I believe that this answer is because of performance -- if I can JIT at runtime, that's great -- I get dynamism and performance ... at the cost of a small blip at runtime.
And yes, "performant Julia code" -- that's the static subset of the language that I roughly equated to be the subset which is trying to be pried free from the dynamic "invoking the compiler again" part.
eigenspace|3 months ago
This is exactly what the new AOT compiler (juliac) does. The original article is just a bit inaccurate.
The problem though, is that if you have a truly dynamic call-site where you have no idea which method body will be called, then the AOT compiler can't know if the right method specializations will survive the trimming process, so you'll get errors or warnings when compiling with the --trim feature active (--trim is what is used to make the AOT compiled binaries small).
However, there are still lots of cases where you can have a dynamic dispatch but can convince the compiler that there will be an already compiled method signature for every possible specialization.

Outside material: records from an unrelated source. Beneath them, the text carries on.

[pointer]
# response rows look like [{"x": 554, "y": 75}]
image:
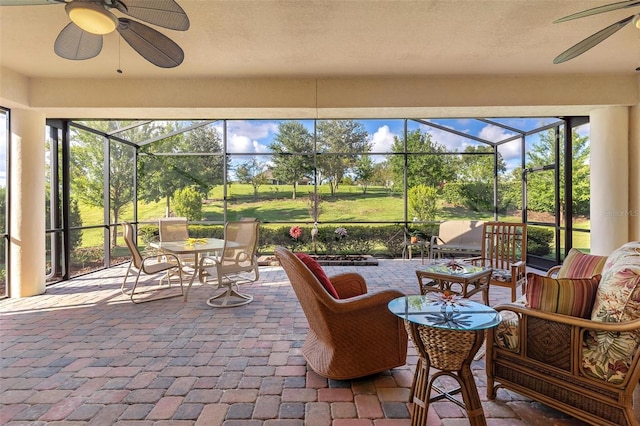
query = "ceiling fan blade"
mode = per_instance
[
  {"x": 152, "y": 45},
  {"x": 600, "y": 9},
  {"x": 591, "y": 41},
  {"x": 76, "y": 44},
  {"x": 28, "y": 2},
  {"x": 163, "y": 13}
]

In that case --trimm will work fine and do exactly what you described above.
DNF2|3 months ago
Anyway, performance in Julia relies heavily on statically inferring types and aggressive type specialization at compile time. Triggering the compiler later, during actual runtime, can happen, but is certainly not beneficial for performance, and it's quite unusual to claim that it's central to the performance model of Julia.
If you are asking why Julia allows recompiling code and has dynamic types, it's not for performance, but to allow an interactive workflow and user friendly dynamism. It is the central tradeoff in Julia to enable this while retaining performance. If performance was the only concern, the language would be very different.